Thermal envelope at DD: insulation, heat bridges, and glazing

Heating, Cooling, Lighting Chapter 15 ("The Thermal Envelope") is a supplementary reference for DD because envelope assembly selection happens during design development. You choose the wall, roof, and foundation assemblies at DD; the details get drawn at CDs.

The three-tier approach

Lechner's Heating, Cooling, Lighting proposes a three-tier design approach to managing energy use in buildings:

  1. Tier 1: The thermal envelope. Minimize heat loss in winter and heat gain in summer through insulation, air sealing, and high-performance glazing. Addressed in Chapter 15.
  2. Tier 2: Passive systems. Use orientation, shading, thermal mass, and natural ventilation before resorting to mechanical systems. Addressed in earlier chapters.
  3. Tier 3: Mechanical systems. Size heating and cooling equipment to the residual load after Tiers 1 and 2. A well-insulated envelope means smaller, less expensive equipment. Addressed in Chapter 16.
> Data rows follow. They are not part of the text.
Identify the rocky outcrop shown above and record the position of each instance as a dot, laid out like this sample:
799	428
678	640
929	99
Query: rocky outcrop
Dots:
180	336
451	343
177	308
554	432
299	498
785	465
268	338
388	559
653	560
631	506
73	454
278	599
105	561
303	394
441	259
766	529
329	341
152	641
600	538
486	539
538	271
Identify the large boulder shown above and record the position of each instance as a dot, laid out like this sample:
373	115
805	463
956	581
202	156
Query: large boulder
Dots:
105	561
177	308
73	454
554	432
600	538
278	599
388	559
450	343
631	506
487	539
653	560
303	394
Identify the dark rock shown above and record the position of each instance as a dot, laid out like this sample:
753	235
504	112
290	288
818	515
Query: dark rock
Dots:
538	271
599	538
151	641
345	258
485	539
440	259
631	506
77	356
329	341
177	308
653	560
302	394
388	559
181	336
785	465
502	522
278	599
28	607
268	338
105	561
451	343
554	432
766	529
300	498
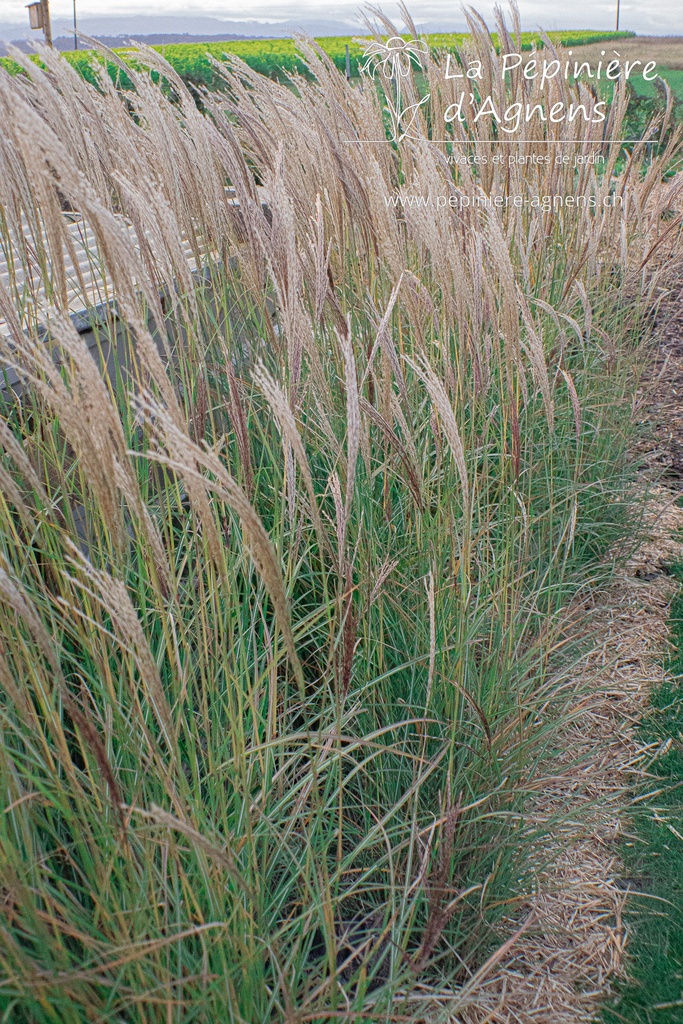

The implication for DD: selecting a higher-performing envelope assembly at Tier 1 directly reduces the mechanical system size and cost at Tier 3. The ExAC tests this relationship in scenario-based questions.

Heat loss and heat bridges

Heat leaves a building through three paths: transmission (conduction through the envelope), infiltration (air leakage through joints and penetrations), and ventilation (controlled fresh air exchange). Transmission is the path most directly affected by assembly selection at DD.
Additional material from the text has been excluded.